Inspired by a desire to spare parents the pain of losing their children in boating accidents, a bill that would give boaters a registration discount if they carry an EPIRB or personal locator beacon aboard cleared the Florida legislature.

The House and Senate passed the bill in unanimous votes and Gov. Rick Scott is expected to sign it. The measure would discount registrations by almost 23 percent for the smallest boats and 11.9 percent for the largest ones — with markdowns ranging from 15 to 13 percent for size classes in between — for boat owners who can show they own a properly registered 406 MHz EPIRB or PLB.

The discounts would be effective July 1 but would sunset after a year, so the legislature would have to take them up again in 2017 to continue them. A Senate version of the bill proposed a permanent 25 percent discount for qualifying boats, but the House capped funding for the measure at $250,000 and set its expiration at a year.

Blu Stephanos and Carly Black, the parents of Austin Blu Stephanos, who was lost at sea with friend Perry Cohen after the 14-year-olds went fishing off Jupiter last July in a 19-foot Seacraft, worked with state Sen. Joe Negron and state Rep. Marylynn Magar to write the bill.

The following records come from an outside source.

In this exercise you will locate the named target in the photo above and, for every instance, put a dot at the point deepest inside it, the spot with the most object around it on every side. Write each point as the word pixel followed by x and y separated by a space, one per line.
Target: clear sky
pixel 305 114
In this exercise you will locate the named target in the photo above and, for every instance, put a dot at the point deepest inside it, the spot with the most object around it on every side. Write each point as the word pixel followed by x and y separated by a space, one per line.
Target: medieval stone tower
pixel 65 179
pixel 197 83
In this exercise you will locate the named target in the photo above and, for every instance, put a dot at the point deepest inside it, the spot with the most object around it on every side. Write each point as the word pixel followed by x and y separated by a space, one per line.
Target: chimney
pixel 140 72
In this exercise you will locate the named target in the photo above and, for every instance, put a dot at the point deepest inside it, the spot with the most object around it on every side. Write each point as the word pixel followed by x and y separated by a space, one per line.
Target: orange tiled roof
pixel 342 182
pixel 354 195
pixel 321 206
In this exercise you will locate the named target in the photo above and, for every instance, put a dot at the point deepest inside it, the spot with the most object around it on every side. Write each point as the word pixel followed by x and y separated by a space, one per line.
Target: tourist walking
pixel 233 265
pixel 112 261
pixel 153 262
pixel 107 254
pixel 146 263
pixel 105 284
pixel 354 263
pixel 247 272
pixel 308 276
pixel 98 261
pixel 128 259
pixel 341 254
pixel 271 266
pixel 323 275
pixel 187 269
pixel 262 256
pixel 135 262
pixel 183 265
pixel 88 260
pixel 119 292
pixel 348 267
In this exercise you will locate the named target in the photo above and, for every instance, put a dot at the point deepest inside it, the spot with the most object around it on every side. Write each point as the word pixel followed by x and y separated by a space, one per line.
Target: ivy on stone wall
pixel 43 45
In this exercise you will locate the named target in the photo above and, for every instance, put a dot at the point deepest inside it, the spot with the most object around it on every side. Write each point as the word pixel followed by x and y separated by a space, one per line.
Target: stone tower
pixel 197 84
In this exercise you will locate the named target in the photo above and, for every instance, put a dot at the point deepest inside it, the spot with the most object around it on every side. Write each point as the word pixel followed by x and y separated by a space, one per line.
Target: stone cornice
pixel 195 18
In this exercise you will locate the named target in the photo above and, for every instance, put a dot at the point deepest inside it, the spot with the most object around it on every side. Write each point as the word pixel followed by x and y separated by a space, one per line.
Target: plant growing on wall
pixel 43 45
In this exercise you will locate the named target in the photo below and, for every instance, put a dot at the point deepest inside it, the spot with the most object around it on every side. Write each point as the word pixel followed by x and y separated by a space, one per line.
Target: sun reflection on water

The parents said they hope registration discounts will encourage boaters to carry the emergency beacons, which alert the Coast Guard to vessels in distress and lead rescuers to their location with a satellite signal. “We want to help parents — we want to help anyone — not have to go through what we’ve had to go through,” Black said.

The bill replaces funds lost to state boating programs because of the discounts with money from the general revenue fund. It tasks the state Department of Highway Safety and Motor Vehicles with deciding what constitutes proof of qualification for the discount.

Black and Stephanos, with support from beacon-maker ACR Electronics, established the AustinBlu Foundation to honor the teenager’s memory and raise awareness of boating safety, promote boater education and make the tools and technology that can prevent boating accidents available to the public.

This month the foundation began sponsoring free safe-boating classes in Boca Raton, taught by Coast Guard Auxiliary Flotilla 36. The foundation has offered to cover the $35 cost of the one-day classes.

Stephanos and Cohen went out Jupiter Inlet on July 24 in Stephanos’ outboard to fish on the ocean and were not seen again. Their boat probably capsized when a line of squalls moved through the area. Rescuers found the overturned boat two days later off Daytona Beach, but there was no sign of the boys. They were not carrying an EPIRB.